Hyphens are the shortest of the dashes. They are often used to hold together compound or phrasal adjectives that precede a noun to provide clarity, aid in comprehension, and prevent misreading. For example, a heavy metal detector without a hyphen could be interpreted as a metal detector that weighs a lot, whereas a heavy-metal detector with a hyphen is clearly a device that detects heavy metals. Hyphens are also used to hold together some noun phrases (like jack-in-the-box or mother-in-law). And though words formed with prefixes are usually closed up, there are some circumstances where the hyphen is necessary. The Chicago Manual of Style, section 7.85, has a handy chart that explains when to use hyphens with prefixes and in compounds and phrases.
In addition to combining elements, hyphens can also be used to divide elements. For example, they can serve to separate groupings of numerals in phone numbers or Social Security numbers, as well as individual letters when you spell out a word letter by letter in dialogue (CMOS 6.77).
En dash –
En dashes are the midsize dashes—longer than hyphens, but shorter than em dashes. CMOS 6.78 explains that en dashes can be used in ranges, in scores, and to indicate directions. Here are a few examples:
But please do not use the en dash when you’ve introduced the connected elements with either from or between. In those cases the correct constructions are from X to Y and between X and Y.
There are also special circumstances in which en dashes can function just like a hyphen in a compound adjective. This happens when part of a compound adjective is an open compound or if both halves of a compound are themselves hyphenated (CMOS 6.80). For example, New York–style cheesecake or quasi-judicial–quasi-legislative entity.
Em dash —
Em dashes are the longest of the dashes. If you take a look at CMOS 6.81–6.84, you’ll see that a single em dash can be used to indicate a sudden break, to set off a noun from its definition, or to replace a colon (the em dash being less stuffy than a colon). And if you want to make a parenthetical element really stand out, a pair of em dashes can be used as an alternative to commas or parentheses. Make sure to avoid using more than two em dashes per sentence though, because this can create confusion as to what exactly is being set off.
Depending on the style guide you’re following, em dashes can be open (a single space on either side) or closed (no spaces). CMOS advocates for the closed style.
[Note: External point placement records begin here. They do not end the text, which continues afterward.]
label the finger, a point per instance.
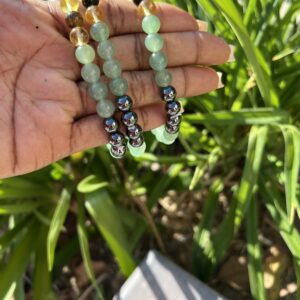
(189, 81)
(121, 17)
(88, 132)
(194, 48)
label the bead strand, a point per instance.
(90, 72)
(118, 85)
(158, 61)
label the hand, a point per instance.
(45, 111)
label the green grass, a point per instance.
(250, 127)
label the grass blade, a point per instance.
(56, 225)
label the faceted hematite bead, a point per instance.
(154, 42)
(69, 5)
(124, 103)
(158, 61)
(105, 108)
(99, 31)
(137, 142)
(79, 36)
(88, 3)
(163, 78)
(116, 139)
(106, 49)
(174, 120)
(112, 68)
(118, 86)
(85, 54)
(168, 93)
(129, 118)
(94, 14)
(74, 19)
(98, 90)
(173, 107)
(111, 125)
(90, 72)
(134, 132)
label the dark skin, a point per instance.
(46, 113)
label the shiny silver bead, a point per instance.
(168, 93)
(116, 139)
(172, 129)
(137, 142)
(124, 103)
(174, 120)
(134, 131)
(111, 125)
(129, 118)
(173, 107)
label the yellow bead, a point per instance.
(69, 5)
(146, 8)
(94, 14)
(79, 36)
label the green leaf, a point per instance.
(255, 268)
(56, 225)
(104, 213)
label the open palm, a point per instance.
(45, 111)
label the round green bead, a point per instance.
(99, 32)
(151, 24)
(106, 50)
(98, 90)
(118, 86)
(85, 54)
(90, 73)
(158, 61)
(154, 42)
(163, 78)
(137, 151)
(105, 108)
(112, 68)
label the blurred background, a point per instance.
(222, 202)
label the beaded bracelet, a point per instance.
(158, 61)
(99, 32)
(90, 72)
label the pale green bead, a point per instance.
(105, 108)
(99, 31)
(112, 68)
(151, 24)
(85, 54)
(106, 50)
(163, 78)
(137, 151)
(118, 86)
(158, 61)
(90, 73)
(98, 90)
(154, 42)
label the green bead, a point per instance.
(137, 151)
(151, 24)
(99, 32)
(90, 73)
(105, 108)
(85, 54)
(163, 78)
(158, 61)
(154, 42)
(106, 50)
(98, 90)
(112, 68)
(118, 86)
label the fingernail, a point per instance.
(202, 26)
(231, 57)
(220, 83)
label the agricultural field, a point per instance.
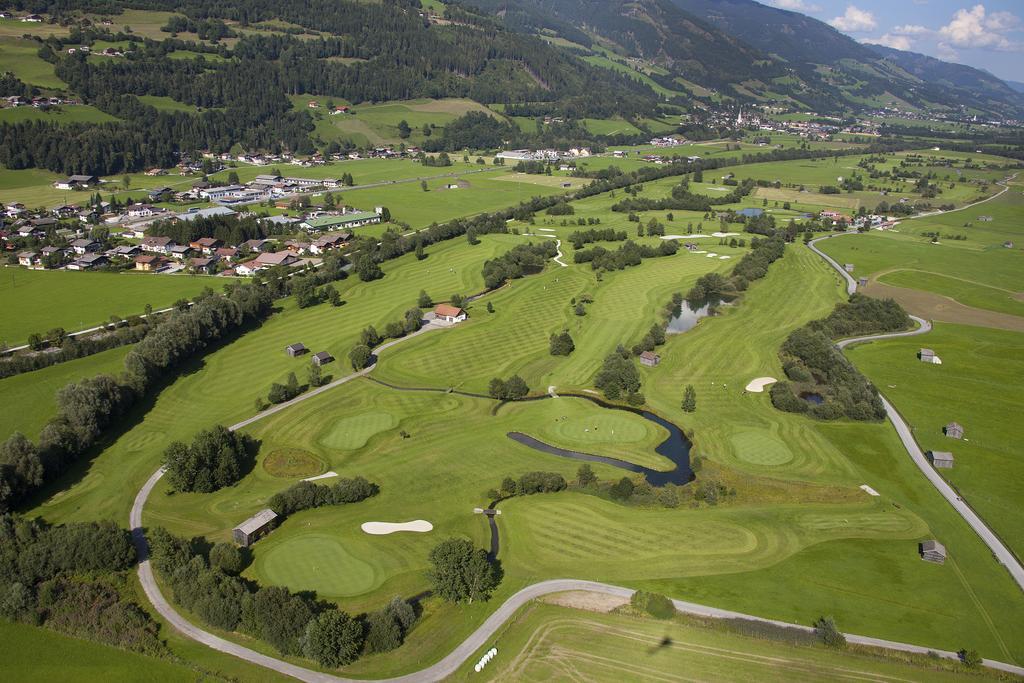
(80, 660)
(378, 124)
(19, 56)
(980, 381)
(61, 115)
(571, 635)
(34, 392)
(41, 300)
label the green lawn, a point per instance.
(40, 300)
(79, 660)
(20, 56)
(979, 383)
(546, 642)
(61, 115)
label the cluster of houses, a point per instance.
(544, 155)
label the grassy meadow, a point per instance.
(41, 300)
(547, 642)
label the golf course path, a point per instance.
(999, 550)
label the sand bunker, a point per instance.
(758, 385)
(326, 475)
(383, 528)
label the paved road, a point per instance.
(999, 550)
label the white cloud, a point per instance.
(855, 19)
(975, 28)
(910, 30)
(889, 40)
(797, 5)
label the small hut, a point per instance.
(942, 460)
(649, 358)
(322, 358)
(255, 527)
(933, 551)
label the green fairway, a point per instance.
(79, 660)
(316, 562)
(979, 383)
(547, 642)
(41, 300)
(353, 432)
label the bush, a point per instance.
(828, 634)
(462, 572)
(654, 604)
(216, 458)
(306, 495)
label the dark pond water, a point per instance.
(676, 447)
(689, 313)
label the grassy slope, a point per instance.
(549, 642)
(79, 660)
(980, 383)
(37, 301)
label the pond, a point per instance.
(676, 447)
(690, 313)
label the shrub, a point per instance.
(654, 604)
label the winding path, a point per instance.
(451, 664)
(999, 550)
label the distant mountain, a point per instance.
(937, 72)
(788, 35)
(862, 73)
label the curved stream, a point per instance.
(676, 447)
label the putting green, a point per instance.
(316, 562)
(758, 446)
(354, 431)
(607, 428)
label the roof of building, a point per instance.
(448, 310)
(343, 219)
(257, 521)
(205, 213)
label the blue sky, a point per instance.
(987, 34)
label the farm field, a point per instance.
(61, 115)
(553, 642)
(980, 381)
(41, 300)
(80, 660)
(378, 124)
(34, 392)
(19, 56)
Note: You won’t find a key for the en dash or the em dash on a standard keyboard. But you can easily create them on a Mac by typing option+hyphen for a en dash and option+shift+hyphen for an em dash. If you’re on a PC, this site offers some easy ways to create them. And if you’re working in Google Docs, there’s the option of inserting them as special characters—select “Special characters…” from the Insert menu, and then search for U+2013 to find the en dash and U+2014 to find the em dash.